Decades ago at a repair shop a regular customer brought theirs in for maintenance; a 2=door version with this exact drivetrain combonation, 425 2BBL premium fuel “Ultra-High Compression” ( as the air cleaner decal touted ) and most likely the same 2.93 rear screw out back from this test article. I’ve driven it several times, and I was impressed.
The seat-of-the-pants performance of the drivetrain was far more satisfying than the test results might indicate here. While a 425 breathing through a relative straw of a Rochester 2GC ( and an attendant milder camshaft ) might put the kibosh on being a high RPM soarer, the power everywhere else was massive. From a stop, it’s hard to describe the violent immediacy of acceleration. More akin to being rear ended by a truck than a rocket launch. A slam. Right now! Wonderful.
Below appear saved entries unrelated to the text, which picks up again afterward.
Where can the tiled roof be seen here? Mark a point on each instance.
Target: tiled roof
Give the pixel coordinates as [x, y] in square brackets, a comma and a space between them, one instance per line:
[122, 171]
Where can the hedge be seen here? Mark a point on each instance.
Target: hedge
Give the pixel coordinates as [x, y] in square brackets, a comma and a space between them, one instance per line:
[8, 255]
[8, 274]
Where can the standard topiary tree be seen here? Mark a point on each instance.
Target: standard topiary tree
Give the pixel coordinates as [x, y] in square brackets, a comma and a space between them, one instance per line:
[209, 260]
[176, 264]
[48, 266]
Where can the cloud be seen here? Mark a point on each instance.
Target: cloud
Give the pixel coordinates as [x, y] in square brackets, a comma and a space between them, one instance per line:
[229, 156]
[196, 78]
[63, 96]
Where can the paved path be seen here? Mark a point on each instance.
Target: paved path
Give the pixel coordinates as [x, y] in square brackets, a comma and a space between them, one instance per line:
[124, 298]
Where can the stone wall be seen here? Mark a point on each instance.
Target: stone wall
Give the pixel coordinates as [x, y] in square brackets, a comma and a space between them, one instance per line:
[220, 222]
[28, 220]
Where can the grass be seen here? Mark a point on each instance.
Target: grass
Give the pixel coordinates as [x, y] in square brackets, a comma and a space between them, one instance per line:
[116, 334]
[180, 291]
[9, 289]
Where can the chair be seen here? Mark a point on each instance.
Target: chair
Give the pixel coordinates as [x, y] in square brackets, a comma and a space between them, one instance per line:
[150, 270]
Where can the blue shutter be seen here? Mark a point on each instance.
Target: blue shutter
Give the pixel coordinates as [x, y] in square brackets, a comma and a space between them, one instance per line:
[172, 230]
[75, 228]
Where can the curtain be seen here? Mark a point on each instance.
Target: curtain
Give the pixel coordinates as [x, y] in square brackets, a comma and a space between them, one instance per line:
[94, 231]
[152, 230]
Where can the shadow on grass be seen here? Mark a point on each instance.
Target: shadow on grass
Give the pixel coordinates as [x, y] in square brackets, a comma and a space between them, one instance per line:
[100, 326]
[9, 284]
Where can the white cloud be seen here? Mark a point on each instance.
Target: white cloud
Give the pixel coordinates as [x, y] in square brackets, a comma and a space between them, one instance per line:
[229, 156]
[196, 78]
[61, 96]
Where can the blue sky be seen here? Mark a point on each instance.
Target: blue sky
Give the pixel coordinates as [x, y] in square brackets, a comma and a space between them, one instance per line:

I think the writer wasn’t too well acquainted with air-shocks in 1966. I rather doubt that that option came with a ‘vacuum pump’ on board…an air compressor-yes!
My sister has lived on the Cape since 1980. I remember her telling me that “true” Capecodders drove off the rack sedans, like Rose Kennedy’s infamous Delmont 88. Was the slightly upscale Olds 88 the Accord/Camry of 1966? Soon enough, the question would become: Where did the Accord/Camry fall on the Sloan ladder? GM never explicitly indicated which models were the direct competitor of the Accord/Camry. Complicating things here is that the Accord/Camry were intermediates. IMO, Oldsmobile should have used a “real” Olds, the 88, to go against the Japanese twosome. That would have meant axing the GM-10s, and slightly shrinking the H bodies to compete with the ever longer, wider Accord/Camry. Bankruptcy averted.